As a noob in AWS, I've been given a chance to try out AWS, I wanted to fire up a server but when there's a choice between these two EC2 or Lightsail, got me confused a bit but I found nice answer in stackoverflow, of course I tried EC2 but this lightsail just need to get my hands on it... Also added Route53 for my new server to manage DNS.

Explation from

EC2, of course, has many more instance families and classes other than the t2, almost all of which are more "powerful" (or better equipped for certain tasks) than these, but also much more expensive. But for meaningful comparisons, the 512 MiB Lightsail instance appears to be completely equivalent in specifications to the similarly-priced t2.nano, the 1GiB is a t2.micro, the 2 GiB is a t2.small, etc.
Lightsail is a lightweight, simplified product offering -- hard disks are fixed size EBS SSD volumes, instances are still billable when stopped, security group rules are much less flexible, and only a very limited subset of EC2 features and options are accessible.
It also has a dramatically simplified console, and even though the machines run in EC2, you can't see them in the EC2 section of the AWS console. The instances run in a special VPC, but this aspect is also provisioned automatically, and invisible in the console. Lightsail supports optionally peering this hidden VPC with your default VPC in the same AWS region, allowing Lightsail instances to access services like EC2 and RDS in the default VPC within the same AWS account.²
Bandwidth is unlimited, but of course free bandwidth is not -- however, Lightsail instances do include a significant monthly bandwidth allowance before any bandwidth-related charges apply.³ Lightsail also has a simplified interface to Route 53 with limited functionality.
But if those sound like drawbacks, they aren't. The point of Lightsail seems to be simplicity. The flexibility of EC2 (and much of AWS) leads inevitably to complexity. The target market for Lightsail appears to be those who "just want a simple VPS" without having to navigate the myriad options available in AWS services like EC2, EBS, VPC, and Route 53. There is virtually no learning curve, here. You don't even technically need to know how to use SSH with a private key -- the Lightsail console even has a built-in SSH client -- but there is no requirement that you use it. You can access these instances normally, with a standard SSH client.

So my understanding of this is, if you ever tried digitalocean or vultr... it's less complicated than EC2 where you need to do everything. I tried this and it's just as simple as creating new server, also there's app on it as well where you can just fire up wordpress server, lamp server and so on.
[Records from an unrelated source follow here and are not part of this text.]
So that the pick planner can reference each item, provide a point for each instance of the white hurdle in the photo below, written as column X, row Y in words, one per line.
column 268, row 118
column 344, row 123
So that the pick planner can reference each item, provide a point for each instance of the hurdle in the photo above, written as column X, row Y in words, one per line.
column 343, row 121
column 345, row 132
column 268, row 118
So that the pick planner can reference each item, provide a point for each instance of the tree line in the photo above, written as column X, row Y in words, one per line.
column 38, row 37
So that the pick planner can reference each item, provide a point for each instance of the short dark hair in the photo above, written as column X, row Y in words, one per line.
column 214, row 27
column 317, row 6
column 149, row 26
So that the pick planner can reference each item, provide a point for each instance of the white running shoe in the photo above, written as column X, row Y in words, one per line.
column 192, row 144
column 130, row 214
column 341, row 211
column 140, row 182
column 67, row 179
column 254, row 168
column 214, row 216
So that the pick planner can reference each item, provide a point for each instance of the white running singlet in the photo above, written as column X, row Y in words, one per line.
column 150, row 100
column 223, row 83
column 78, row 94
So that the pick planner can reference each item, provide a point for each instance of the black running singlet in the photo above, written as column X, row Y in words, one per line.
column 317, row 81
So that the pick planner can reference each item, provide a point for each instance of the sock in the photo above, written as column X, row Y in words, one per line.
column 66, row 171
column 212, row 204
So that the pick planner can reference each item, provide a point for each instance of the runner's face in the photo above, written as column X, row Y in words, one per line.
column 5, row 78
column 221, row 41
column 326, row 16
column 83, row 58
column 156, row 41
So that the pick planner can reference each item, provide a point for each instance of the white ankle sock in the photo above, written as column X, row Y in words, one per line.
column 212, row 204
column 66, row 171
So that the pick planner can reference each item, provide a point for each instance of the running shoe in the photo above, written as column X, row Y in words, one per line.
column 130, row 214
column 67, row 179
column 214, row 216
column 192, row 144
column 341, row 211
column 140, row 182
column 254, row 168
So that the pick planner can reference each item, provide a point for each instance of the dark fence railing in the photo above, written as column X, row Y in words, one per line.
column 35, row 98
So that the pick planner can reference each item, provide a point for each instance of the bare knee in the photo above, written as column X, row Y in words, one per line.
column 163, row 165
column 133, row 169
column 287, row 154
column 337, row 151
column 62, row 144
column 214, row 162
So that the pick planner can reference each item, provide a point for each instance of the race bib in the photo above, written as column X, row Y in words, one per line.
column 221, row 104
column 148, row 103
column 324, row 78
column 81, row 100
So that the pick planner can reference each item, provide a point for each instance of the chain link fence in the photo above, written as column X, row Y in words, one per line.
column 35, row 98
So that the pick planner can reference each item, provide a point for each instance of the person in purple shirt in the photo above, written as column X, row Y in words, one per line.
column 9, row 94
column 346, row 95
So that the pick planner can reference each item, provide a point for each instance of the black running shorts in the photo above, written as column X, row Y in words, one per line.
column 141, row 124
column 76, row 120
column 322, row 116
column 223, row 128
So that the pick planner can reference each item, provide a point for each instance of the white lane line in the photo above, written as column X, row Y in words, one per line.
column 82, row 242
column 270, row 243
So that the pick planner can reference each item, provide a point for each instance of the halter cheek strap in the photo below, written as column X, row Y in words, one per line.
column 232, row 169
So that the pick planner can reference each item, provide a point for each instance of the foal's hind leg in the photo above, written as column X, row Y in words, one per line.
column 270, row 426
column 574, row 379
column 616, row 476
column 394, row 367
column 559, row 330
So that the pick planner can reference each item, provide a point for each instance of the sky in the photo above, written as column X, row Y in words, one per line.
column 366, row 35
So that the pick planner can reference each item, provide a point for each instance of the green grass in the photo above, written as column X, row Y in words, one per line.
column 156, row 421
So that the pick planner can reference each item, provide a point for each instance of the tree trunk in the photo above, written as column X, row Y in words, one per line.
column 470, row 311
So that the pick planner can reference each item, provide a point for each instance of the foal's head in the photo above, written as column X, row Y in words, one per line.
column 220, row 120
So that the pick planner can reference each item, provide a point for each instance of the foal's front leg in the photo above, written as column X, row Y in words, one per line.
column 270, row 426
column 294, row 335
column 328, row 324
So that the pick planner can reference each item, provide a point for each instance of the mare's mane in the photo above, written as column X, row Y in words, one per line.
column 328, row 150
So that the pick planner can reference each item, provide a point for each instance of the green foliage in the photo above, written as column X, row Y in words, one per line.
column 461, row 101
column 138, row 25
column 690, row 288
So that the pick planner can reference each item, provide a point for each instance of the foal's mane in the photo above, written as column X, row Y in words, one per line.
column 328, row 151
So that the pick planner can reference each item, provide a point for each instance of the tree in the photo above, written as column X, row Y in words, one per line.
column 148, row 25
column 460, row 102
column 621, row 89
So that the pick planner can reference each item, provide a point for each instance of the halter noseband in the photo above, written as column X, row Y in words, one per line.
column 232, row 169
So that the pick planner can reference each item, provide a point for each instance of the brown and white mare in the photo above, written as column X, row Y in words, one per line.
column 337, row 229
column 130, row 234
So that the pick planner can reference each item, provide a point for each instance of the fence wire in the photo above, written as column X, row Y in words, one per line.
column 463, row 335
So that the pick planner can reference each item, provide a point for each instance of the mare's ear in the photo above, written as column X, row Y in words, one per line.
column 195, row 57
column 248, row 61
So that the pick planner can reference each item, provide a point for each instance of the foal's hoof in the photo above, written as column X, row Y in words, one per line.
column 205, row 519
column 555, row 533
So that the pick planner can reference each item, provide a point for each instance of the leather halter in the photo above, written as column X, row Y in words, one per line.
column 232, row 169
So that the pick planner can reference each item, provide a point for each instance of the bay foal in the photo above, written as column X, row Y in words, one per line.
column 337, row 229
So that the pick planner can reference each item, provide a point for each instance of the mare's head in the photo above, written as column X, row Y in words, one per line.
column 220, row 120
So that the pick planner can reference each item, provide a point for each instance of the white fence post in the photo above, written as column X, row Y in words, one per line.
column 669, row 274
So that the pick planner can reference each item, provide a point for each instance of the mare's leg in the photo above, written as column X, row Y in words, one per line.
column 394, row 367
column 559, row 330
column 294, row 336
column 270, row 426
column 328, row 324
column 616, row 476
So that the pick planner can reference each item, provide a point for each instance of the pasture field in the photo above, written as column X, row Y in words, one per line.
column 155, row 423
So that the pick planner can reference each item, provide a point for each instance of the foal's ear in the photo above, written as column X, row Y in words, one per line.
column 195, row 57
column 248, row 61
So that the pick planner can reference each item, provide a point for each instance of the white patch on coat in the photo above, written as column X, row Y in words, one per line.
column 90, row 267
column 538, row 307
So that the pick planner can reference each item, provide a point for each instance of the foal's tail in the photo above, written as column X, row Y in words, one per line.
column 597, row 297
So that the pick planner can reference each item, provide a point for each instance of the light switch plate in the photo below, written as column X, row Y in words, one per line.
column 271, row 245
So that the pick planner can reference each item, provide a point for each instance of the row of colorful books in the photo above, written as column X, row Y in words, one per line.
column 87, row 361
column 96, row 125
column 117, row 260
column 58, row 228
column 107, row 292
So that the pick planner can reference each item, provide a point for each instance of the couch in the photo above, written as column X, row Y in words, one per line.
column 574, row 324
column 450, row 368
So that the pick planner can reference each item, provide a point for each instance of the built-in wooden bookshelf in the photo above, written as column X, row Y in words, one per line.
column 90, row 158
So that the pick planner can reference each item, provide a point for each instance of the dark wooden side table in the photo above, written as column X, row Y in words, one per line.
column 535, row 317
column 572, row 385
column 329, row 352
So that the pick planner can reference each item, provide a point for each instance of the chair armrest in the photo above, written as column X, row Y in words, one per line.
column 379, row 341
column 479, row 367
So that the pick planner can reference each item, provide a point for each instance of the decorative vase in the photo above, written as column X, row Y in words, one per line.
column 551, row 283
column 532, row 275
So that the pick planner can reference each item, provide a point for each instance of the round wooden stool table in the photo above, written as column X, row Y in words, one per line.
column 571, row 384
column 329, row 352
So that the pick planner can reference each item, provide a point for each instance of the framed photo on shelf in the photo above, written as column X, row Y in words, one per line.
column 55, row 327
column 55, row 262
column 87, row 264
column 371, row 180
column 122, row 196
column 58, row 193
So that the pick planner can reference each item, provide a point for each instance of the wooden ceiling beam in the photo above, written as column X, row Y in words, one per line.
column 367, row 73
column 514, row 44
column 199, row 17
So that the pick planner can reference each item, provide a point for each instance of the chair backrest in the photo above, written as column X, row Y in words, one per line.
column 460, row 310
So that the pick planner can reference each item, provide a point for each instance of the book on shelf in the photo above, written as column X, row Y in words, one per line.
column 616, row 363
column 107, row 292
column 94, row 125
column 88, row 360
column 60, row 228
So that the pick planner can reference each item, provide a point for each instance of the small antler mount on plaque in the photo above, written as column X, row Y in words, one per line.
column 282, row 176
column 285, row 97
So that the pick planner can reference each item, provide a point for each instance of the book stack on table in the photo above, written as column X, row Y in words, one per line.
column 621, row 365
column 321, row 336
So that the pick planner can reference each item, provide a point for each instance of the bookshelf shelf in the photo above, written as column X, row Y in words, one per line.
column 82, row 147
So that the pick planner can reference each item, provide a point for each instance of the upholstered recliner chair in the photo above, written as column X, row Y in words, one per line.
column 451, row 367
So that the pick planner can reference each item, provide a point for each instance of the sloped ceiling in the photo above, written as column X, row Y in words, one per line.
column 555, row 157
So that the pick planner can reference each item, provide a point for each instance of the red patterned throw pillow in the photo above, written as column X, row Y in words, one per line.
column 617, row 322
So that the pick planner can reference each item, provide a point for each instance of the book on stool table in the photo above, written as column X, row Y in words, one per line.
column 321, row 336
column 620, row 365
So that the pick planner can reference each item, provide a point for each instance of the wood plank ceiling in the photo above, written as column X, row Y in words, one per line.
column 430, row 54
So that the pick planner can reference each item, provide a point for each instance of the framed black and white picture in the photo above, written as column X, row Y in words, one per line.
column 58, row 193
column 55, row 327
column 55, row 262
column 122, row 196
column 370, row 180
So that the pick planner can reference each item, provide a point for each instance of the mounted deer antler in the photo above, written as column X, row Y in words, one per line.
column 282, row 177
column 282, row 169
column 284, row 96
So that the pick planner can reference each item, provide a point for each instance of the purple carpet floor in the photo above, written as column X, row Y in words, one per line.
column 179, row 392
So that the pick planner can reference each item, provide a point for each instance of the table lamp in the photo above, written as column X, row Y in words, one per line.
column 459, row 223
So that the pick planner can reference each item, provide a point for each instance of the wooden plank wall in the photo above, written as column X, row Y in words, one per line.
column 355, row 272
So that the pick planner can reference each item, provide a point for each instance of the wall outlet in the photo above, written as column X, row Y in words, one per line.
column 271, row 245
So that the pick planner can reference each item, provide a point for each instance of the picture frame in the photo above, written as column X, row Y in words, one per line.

I decided to try the old fashion way, simple server with no apps in it, turns out great but there's slight need to add in network, where if you need to add HTTPS 443 SSL you need to manually put it. I saw that there's another separate server where you could just fire up a mysql server so I decided to give it a go, I think it's connected to one of their product RDS so I created one server for DB.

After all being created and done, in my main I decided to install just nginx and php, the MYSQL is already being created in other server. So when you connect you application, just add the host to the new DB server... It's a long text hostname.